The SOR method with relaxation parameter $\omega \in (0, 2)$ is: $x_i^{(k+1)} = (1 - \omega) x_i^{(k)} + \frac{\omega}{a_{ii}}\left(b_i - \sum_{j < i} a_{ij} x_j^{(k+1)} - \sum_{j > i} a_{ij} x_j^{(k)}\right)$. For $\omega = 1$, SOR reduces to Gauss-Seidel. The iteration matrix is $M_\omega = (D - \omega L)^{-1}[(1-\omega)D + \omega U]$. The Kahan theorem states that SOR converges only if $0 < \omega < 2$.
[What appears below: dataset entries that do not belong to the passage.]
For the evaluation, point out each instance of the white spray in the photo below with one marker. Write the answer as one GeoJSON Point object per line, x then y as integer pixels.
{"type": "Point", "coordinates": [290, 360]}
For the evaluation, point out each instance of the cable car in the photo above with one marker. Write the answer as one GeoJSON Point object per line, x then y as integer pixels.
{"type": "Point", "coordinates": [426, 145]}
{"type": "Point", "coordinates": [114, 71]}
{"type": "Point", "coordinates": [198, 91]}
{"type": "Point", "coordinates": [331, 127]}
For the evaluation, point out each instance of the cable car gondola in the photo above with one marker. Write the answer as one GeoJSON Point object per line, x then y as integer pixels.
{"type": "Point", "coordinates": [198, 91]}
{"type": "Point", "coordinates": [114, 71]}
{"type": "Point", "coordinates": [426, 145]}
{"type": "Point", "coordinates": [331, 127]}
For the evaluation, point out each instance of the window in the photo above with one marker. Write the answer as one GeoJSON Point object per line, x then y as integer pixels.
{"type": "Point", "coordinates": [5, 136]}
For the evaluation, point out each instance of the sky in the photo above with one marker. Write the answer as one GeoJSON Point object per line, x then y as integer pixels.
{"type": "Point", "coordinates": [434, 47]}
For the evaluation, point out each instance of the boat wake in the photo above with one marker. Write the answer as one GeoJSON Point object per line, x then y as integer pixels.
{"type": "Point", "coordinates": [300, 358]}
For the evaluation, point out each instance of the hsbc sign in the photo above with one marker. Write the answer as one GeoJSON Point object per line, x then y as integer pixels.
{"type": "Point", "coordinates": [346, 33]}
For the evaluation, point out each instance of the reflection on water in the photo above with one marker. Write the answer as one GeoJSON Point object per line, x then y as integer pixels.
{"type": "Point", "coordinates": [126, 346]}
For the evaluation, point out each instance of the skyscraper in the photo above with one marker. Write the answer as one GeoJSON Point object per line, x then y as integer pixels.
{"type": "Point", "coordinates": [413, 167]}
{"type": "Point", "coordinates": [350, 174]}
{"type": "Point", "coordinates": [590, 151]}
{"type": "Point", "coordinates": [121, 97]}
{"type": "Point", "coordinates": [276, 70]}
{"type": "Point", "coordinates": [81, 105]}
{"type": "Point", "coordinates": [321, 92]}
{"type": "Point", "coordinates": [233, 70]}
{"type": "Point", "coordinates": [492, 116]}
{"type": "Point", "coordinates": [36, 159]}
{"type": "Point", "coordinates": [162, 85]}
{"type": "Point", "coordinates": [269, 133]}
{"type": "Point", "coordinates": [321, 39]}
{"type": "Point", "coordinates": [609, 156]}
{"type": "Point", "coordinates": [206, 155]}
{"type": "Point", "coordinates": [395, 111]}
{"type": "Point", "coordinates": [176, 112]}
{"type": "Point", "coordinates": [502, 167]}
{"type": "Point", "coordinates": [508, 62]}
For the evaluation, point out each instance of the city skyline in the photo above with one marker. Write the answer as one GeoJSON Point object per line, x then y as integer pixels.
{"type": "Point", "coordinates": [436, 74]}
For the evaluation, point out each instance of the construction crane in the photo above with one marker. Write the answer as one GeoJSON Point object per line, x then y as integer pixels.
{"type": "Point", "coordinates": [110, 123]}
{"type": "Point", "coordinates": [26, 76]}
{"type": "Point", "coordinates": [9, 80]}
For SPD $A$, the conjugate gradient (CG) method generates iterates $x^{(k)} \in x^{(0)} + \mathcal{K}_k(A, r^{(0)})$ that minimize $\|x - x^{(k)}\|_A$ over the Krylov subspace $\mathcal{K}_k = \mathrm{span}\{r^{(0)}, Ar^{(0)}, \ldots, A^{k-1}r^{(0)}\}$. The algorithm requires only one matrix-vector product, two inner products, and three vector updates per iteration. CG converges in at most $n$ iterations in exact arithmetic, and satisfies $\|x - x^{(k)}\|_A \leq 2\left(\frac{\sqrt{\kappa} - 1}{\sqrt{\kappa} + 1}\right)^k \|x - x^{(0)}\|_A$ where $\kappa = \lambda_{\max}/\lambda_{\min}$ is the condition number.